I wrote an email asking to observe in my daughters’ school. I had worked on district-level tasks with many of the teachers, but this was a different kind of interaction. I wanted to use the visit as a chance to understand my own kids’ education a little better as well as to see how I could adapt whatever Scott thought I would see, if I could even figure out how to make it work for me. I was still a little skeptical.

When I showed up to Trailblazer Elementary School, I walked in at the same time as another visitor. Immediately I was taken aback. Two first graders were walking unattended down the hall carrying laptop computers. The other visitor asked if the students were lost, to which one of the kids kindly responded with some measure of concern, “No. We know exactly where we are going. Are you lost? Do you need us to show you the office?” It wasn’t the answer I was expecting, and it set the tone for a day of professional learning I had not anticipated. I mean, even in my high school adults would freak out if kids were wandering around with laptops!

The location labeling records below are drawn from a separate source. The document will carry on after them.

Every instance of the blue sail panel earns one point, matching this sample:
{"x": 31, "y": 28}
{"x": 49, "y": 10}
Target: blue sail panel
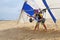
{"x": 28, "y": 9}
{"x": 46, "y": 5}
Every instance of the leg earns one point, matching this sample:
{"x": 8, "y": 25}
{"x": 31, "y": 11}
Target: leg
{"x": 43, "y": 22}
{"x": 37, "y": 26}
{"x": 45, "y": 26}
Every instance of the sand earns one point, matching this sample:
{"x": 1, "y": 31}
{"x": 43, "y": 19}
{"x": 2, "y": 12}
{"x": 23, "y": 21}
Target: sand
{"x": 9, "y": 30}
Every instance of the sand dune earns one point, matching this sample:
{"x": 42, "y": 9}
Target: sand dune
{"x": 9, "y": 30}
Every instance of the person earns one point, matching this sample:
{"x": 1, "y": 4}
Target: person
{"x": 39, "y": 17}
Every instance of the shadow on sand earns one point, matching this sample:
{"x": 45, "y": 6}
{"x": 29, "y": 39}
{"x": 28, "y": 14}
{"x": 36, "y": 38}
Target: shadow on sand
{"x": 26, "y": 33}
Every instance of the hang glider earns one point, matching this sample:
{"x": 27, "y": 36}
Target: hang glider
{"x": 29, "y": 10}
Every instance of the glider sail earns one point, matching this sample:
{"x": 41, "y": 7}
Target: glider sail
{"x": 28, "y": 9}
{"x": 46, "y": 5}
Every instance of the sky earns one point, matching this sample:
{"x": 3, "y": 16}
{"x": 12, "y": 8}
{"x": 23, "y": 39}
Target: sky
{"x": 10, "y": 9}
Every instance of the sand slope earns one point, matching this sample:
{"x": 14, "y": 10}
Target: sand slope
{"x": 9, "y": 30}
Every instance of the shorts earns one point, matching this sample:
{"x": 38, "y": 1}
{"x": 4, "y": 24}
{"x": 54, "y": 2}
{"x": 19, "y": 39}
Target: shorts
{"x": 42, "y": 21}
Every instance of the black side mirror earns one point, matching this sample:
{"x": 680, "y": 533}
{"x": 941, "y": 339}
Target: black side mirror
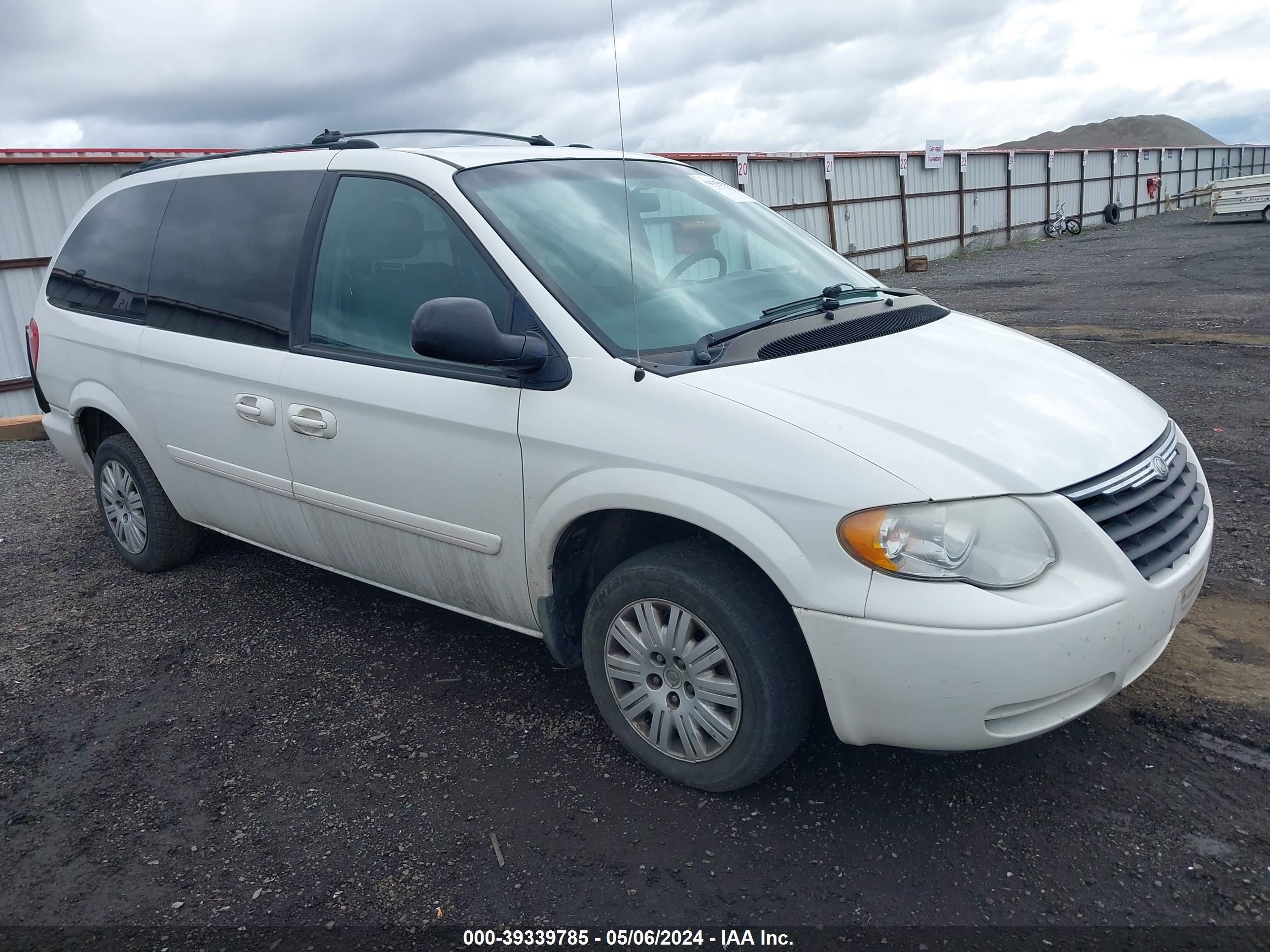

Over the course of the day I saw students directing their own learning in first grade through fifth grade classrooms. I saw teachers masterfully weaving small group, whole group, and independent learning into an artistic pedagogical tapestry. Students flowed from station to station in classrooms and pods based on digital timers, instruction, and student timekeeping. Students would greet me at doors and explain how classrooms worked and why stations were set up the way they were. Some students were doing the same kinds of projects my freshmen were doing. Some students were barely reading while others were reading novels, in the same class no-less. Instructional coaches flowed in and out of rooms and pulled students for extensions or remediation. Students flowed from one leveled group in a subject to a different leveled group in a different subject with the kind of flexibility I dreamed about for my own students. Throughout the day I couldn’t keep up with all the things I wanted to implement when I got back to my own classroom, and from an instructional standpoint I left that day with a far more concrete respect for the work elementary professionals do every day.

Since that experience I have visited multiple elementary schools, middle schools, and high schools. Each has offered at least one idea I hadn’t thought of before and changed my perspective on what professionals in education do for kids.

For years, I bought into the idea that I would learn best from teachers teaching at my own level, often unconsciously minimizing the possibility of learning from teachers at other levels or from other subjects. I stayed in my educational echo chambers, even when I could see that it was not leading to professional outcomes I needed for my students. I realized that day that if I truly want to understand how to improve education for the students coming to me I need to really understand where they are coming from, and that the opposite is true as well. To see what’s possible we need to break out of the norms that keep us only with others in similar situations.

Regardless of what level you teach in, take a chance, go beyond the echo chamber, and visit a different school, grade level, content area, educational environment, department meeting, etc. and see what your colleagues are doing. You just might be surprised with what you can take away from the experience. I know I sure was, and my students and I are all the better for it.